Vectors, Matrices/Arrays, and Lists

R Data Structures

BB

Overview

Yes, another one. I doubt there are many resources on R that don't at least touch on this subject however briefly as a failure to familiarize oneself with R's (or any language, for that matter) fundamental structures will lead to no end of misery down the road. Although this topic is far from exciting, I strongly recommend taking the time to understand native R object classes and how they relate to their respective methods.

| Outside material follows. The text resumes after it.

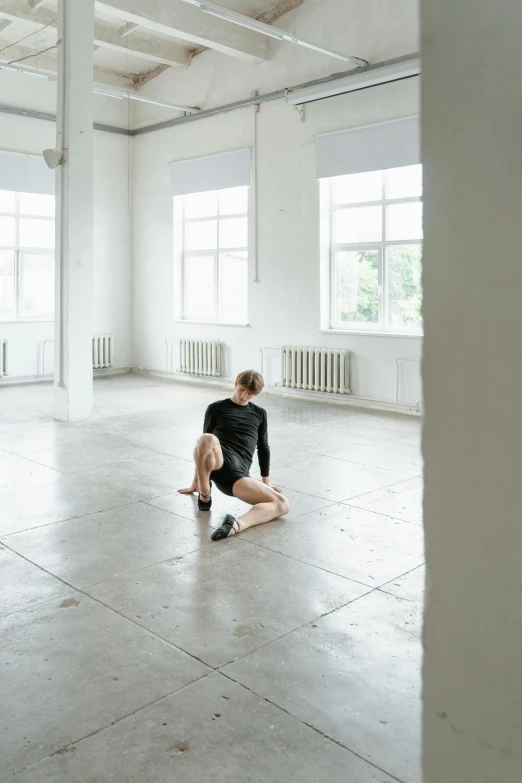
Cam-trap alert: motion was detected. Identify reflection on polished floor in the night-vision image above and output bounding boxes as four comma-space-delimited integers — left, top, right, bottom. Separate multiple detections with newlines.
0, 375, 424, 783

As I noted, there is a lot of material on this subject already, the best of which I consider to be Hadley Wickham's Advanced R.Advanced R Given that this information is freely available online, I plan to avoid rehashing all of it and instead focus on a) demonstrating how you can explore and familiarize yourself with each structure and b) alert you to common mistakes and errors that I've made in the past so that others may avoid them (although hopefully you aren't quite the moron I am).

Before I begin, it is important to familiarize yourself with several helpful functions:

  • ?str - Display internal object structure. Oftentimes, this can be fairly verbose for data frames or complicated lists, but there are a number of options to control output (note: for anyone with adolescent-style humor, be sure to read through all the options...).
  • ?class - Identifies object's class (e.g., vector, list, data frame, etc.). You will use this regularly.
  • ?attributes - View object attributes including class, names (column or row), dimensions (for tables/matrices), and comments (if any).
  • Also of use are ?typeof and/or ?modeNote that the "?" in front of the functions brings up the help page in R to determine the internal storage representation.

Vectors

The vector is the most basic data structure in R as there is no such thing as a scalar; only vector's of length one. Vectors are generally created using the ?c function, although there are other methods.

numeric_vector <- c(1,2,3,4,5)
character_vector <- c('a','b','c','d','e')

class(numeric_vector)
## [1] "numeric"
class(character_vector)
## [1] "character"

R both recognizes series and has a few letter constants built-in (?`Constants`) which can save time.

class(1:5)
## [1] "integer"
class(letters[1:5])
## [1] "character"

See the difference in class for this one? Technically, this is equivalent to class(1L:5L).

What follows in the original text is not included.